Docker Nginx Web Server - file sharing/copying & Dockerfile
This will be a very brief tutorial on Docker: we'll take a "nginx" docker image and build a simple web server on Docker container. In that process, we can get a quick taste of how Docker is working.
We'll learn:
- How to get an official image.
- How to use the files on host machine from our container.
- How to copy the files from our host to the container.
- How to make our own image - in this tutorial, we'll make a Dockerfile with a page for render.
To create an instance of Nginx in a Docker container, we need to search for and pull the Nginx official image from Docker Hub. Use the following command to launch an instance of Nginx running in a container and using the default configuration:
$ docker container run --name my-nginx-1 -P -d nginx f0cea39a8bc38b38613a3a4abe948d0d1b055eefe86d026a56c783cfe0141610
The command creates a container named "my-nginx-1" based on the Nginx image and runs it in "detached" mode, meaning the container is started and stays running until stopped but does not listen to the command line. We will talk about this later how to interact with the container.

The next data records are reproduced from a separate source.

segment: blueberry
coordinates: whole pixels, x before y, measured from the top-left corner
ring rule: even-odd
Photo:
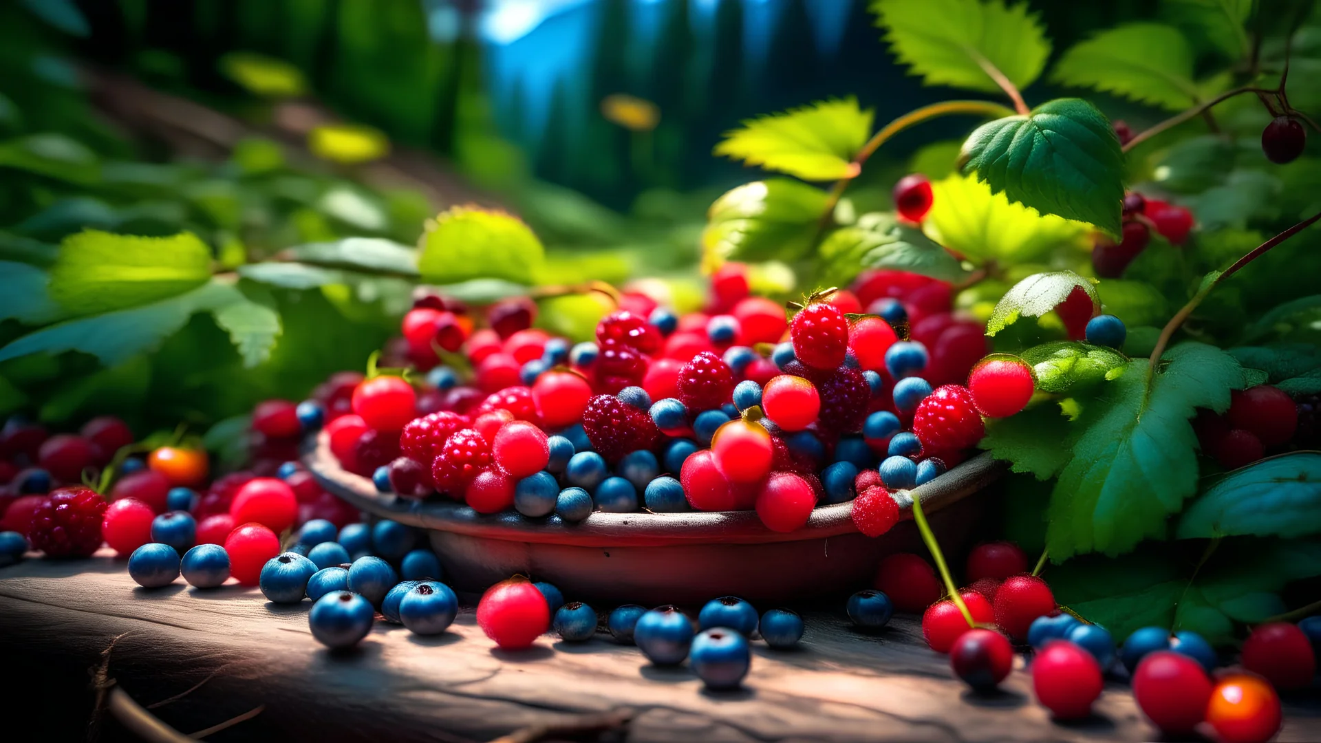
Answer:
[[[724,627],[742,635],[752,635],[757,629],[757,609],[738,596],[711,599],[697,612],[697,627],[701,629]]]
[[[922,453],[922,442],[911,431],[900,431],[890,436],[889,456],[917,456]]]
[[[688,657],[692,623],[678,607],[658,607],[638,617],[633,641],[653,664],[679,665]]]
[[[312,636],[333,649],[351,648],[371,632],[375,612],[367,599],[349,591],[321,596],[308,612]]]
[[[657,475],[660,475],[660,463],[657,461],[657,455],[649,450],[638,450],[624,455],[620,464],[614,467],[614,472],[641,490],[647,487],[647,483],[655,480]]]
[[[532,586],[535,586],[536,590],[542,592],[542,598],[546,599],[546,606],[547,608],[551,609],[552,615],[555,613],[555,609],[564,606],[564,594],[561,594],[560,590],[556,588],[553,583],[547,583],[546,580],[538,580],[536,583],[532,583]]]
[[[440,559],[431,550],[412,550],[399,561],[399,576],[404,580],[444,580]]]
[[[523,516],[536,518],[555,512],[555,498],[560,494],[560,484],[550,472],[538,472],[518,481],[514,487],[514,509]]]
[[[390,521],[386,518],[378,521],[375,526],[371,528],[373,551],[388,561],[403,559],[403,557],[408,554],[408,550],[412,549],[412,529],[399,524],[398,521]],[[353,550],[349,551],[353,553]]]
[[[1063,640],[1079,624],[1082,623],[1075,616],[1063,612],[1055,616],[1038,616],[1028,627],[1028,644],[1040,650],[1052,640]]]
[[[917,487],[917,464],[906,456],[888,456],[878,467],[881,483],[892,490],[908,490]]]
[[[1124,328],[1124,321],[1114,315],[1098,315],[1087,320],[1086,334],[1087,342],[1092,345],[1119,348],[1124,345],[1128,329]]]
[[[283,469],[284,464],[280,468]],[[192,488],[170,488],[165,496],[165,510],[193,510],[196,502],[197,493]]]
[[[310,559],[296,553],[284,553],[266,561],[258,586],[271,602],[296,604],[308,595],[308,580],[316,571],[317,566]]]
[[[624,477],[606,477],[592,497],[596,506],[606,513],[638,510],[638,489]]]
[[[761,615],[758,629],[771,648],[793,648],[803,639],[803,617],[789,609],[770,609]]]
[[[350,555],[369,551],[371,549],[371,528],[366,524],[347,524],[339,530],[338,542],[349,550]]]
[[[378,557],[362,557],[349,566],[349,590],[371,602],[374,607],[380,606],[386,592],[398,582],[395,568]]]
[[[631,405],[638,410],[651,409],[651,395],[649,395],[647,391],[643,390],[642,387],[638,386],[624,387],[616,397],[620,398],[620,402],[622,402],[624,405]]]
[[[349,550],[343,549],[339,542],[321,542],[310,550],[308,550],[308,559],[310,559],[317,568],[326,568],[332,565],[343,565],[346,562],[353,562],[349,559]]]
[[[822,487],[826,488],[827,504],[841,504],[853,500],[853,481],[857,480],[857,465],[852,461],[836,461],[822,471]]]
[[[921,374],[926,364],[926,346],[917,341],[896,341],[885,350],[885,369],[894,379]]]
[[[741,412],[754,405],[761,405],[761,385],[752,379],[738,382],[734,386],[734,407]]]
[[[647,609],[638,604],[624,604],[610,612],[610,616],[605,620],[605,627],[617,641],[631,645],[633,629],[645,613],[647,613]]]
[[[308,598],[316,602],[330,591],[349,590],[349,570],[342,566],[322,567],[308,578]]]
[[[325,423],[326,412],[321,407],[321,403],[314,399],[305,399],[299,403],[299,407],[293,409],[295,414],[299,416],[299,426],[304,431],[316,431],[321,428]]]
[[[664,471],[672,475],[678,475],[683,471],[683,463],[688,460],[690,456],[697,452],[697,442],[692,439],[675,439],[666,444],[663,464]]]
[[[162,513],[152,520],[152,541],[184,554],[197,541],[197,520],[186,510]]]
[[[1211,644],[1197,632],[1189,632],[1186,629],[1176,632],[1174,640],[1169,644],[1169,649],[1202,664],[1206,673],[1215,670],[1215,666],[1221,662],[1221,656],[1215,652],[1215,648],[1213,648]]]
[[[716,428],[720,428],[725,423],[729,423],[729,415],[724,410],[704,410],[692,419],[692,432],[697,436],[697,442],[704,446],[711,446],[711,439],[716,435]]]
[[[1096,658],[1102,670],[1106,670],[1106,666],[1115,657],[1115,640],[1104,627],[1079,624],[1069,631],[1065,640],[1091,653],[1091,657]]]
[[[565,643],[585,643],[596,635],[596,612],[583,602],[571,602],[555,609],[552,627]]]
[[[853,627],[880,629],[889,624],[890,617],[894,616],[894,604],[885,594],[868,588],[849,596],[845,611]]]
[[[184,553],[180,572],[196,588],[215,588],[230,578],[230,554],[219,545],[198,545]]]
[[[1132,673],[1147,653],[1168,649],[1169,631],[1164,627],[1143,627],[1124,640],[1124,645],[1119,649],[1119,660],[1124,662],[1128,673]]]
[[[148,542],[128,555],[128,575],[143,588],[160,588],[178,578],[178,563],[174,547]]]
[[[592,509],[596,504],[592,502],[592,496],[587,494],[583,488],[564,488],[560,490],[557,498],[555,498],[555,516],[559,516],[568,522],[579,522],[584,518],[592,516]]]
[[[707,689],[737,689],[752,664],[748,639],[729,629],[705,629],[692,639],[692,672]]]
[[[569,460],[576,453],[573,442],[564,436],[551,436],[546,439],[546,446],[551,450],[551,459],[546,461],[546,469],[556,475],[564,472],[564,468],[569,465]]]
[[[688,510],[688,498],[683,494],[683,485],[668,475],[647,483],[642,501],[647,505],[647,510],[655,513]]]
[[[399,602],[399,620],[413,635],[440,635],[458,613],[458,596],[444,583],[423,580]]]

The Nginx image exposes ports 80 and 443 in the container and the -P option tells Docker to map those ports to ports on the Docker host that are randomly selected from the range between 49153 and 65535.
We do this because if we create multiple Nginx containers on the same Docker host, we may induce conflicts on ports 80 and 443. The port mappings are dynamic and are set each time the container is started or restarted.
If we want the port mappings to be static, set them manually with the -p option. The long form of the "Container Id" will be returned.
We can run docker ps to verify that the container was created and is running, and to see the port mappings:
$ docker container ps CONTAINER ID IMAGE COMMAND CREATED STATUS PORTS NAMES f0cea39a8bc3 nginx "nginx -g 'daemon off" 5 minutes ago Up 5 minutes 0.0.0.0:32769->80/tcp my-nginx-1
We can verify that Nginx is running by making an HTTP request to port 32769 (reported in the output from the preceding command as the port on the Docker host that is mapped to port 80 in the container), the default Nginx welcome page appears:
$ curl http://localhost:32769 <!DOCTYPE html> <html> <head> ... </html>
We can stop the container and remove:
$ docker container stop f0cea39a8bc3 f0cea39a8bc3 $ docker container ps CONTAINER ID IMAGE COMMAND CREATED STATUS PORTS NAMES $ docker container rm f0cea39a8bc3
If we want to map the container's port 80 to a specific port of the host, we can use -p with host_port:docker_port:
$ docker container run --name my-nginx-1 -p8088:80 -d nginx bd39cc4ed6dbba92e85437b0ab595e92c5ca2e4a87ee3e724a0cf04aa9726044 $ docker container ps CONTAINER ID IMAGE COMMAND CREATED STATUS PORTS NAMES bd39cc4ed6db nginx "nginx -g 'daemon of…" 18 seconds ago Up 18 seconds 0.0.0.0:8088->80/tcp my-nginx-1
Now that we have a working Nginx Docker container, how do we manage the content and the configuration? What about logging?
It is common to have SSH access to Nginx instances, but Docker containers are generally intended to be for a single purpose (in this case running Nginx) so the Nginx image does not have OpenSSH installed and for normal operations there is no need to get shell access directly to the Nginx container. We will use other methods supported by Docker rather than using SSH.
When the container is created, we can tell Docker to mount a local directory on the Docker host to a directory in the container.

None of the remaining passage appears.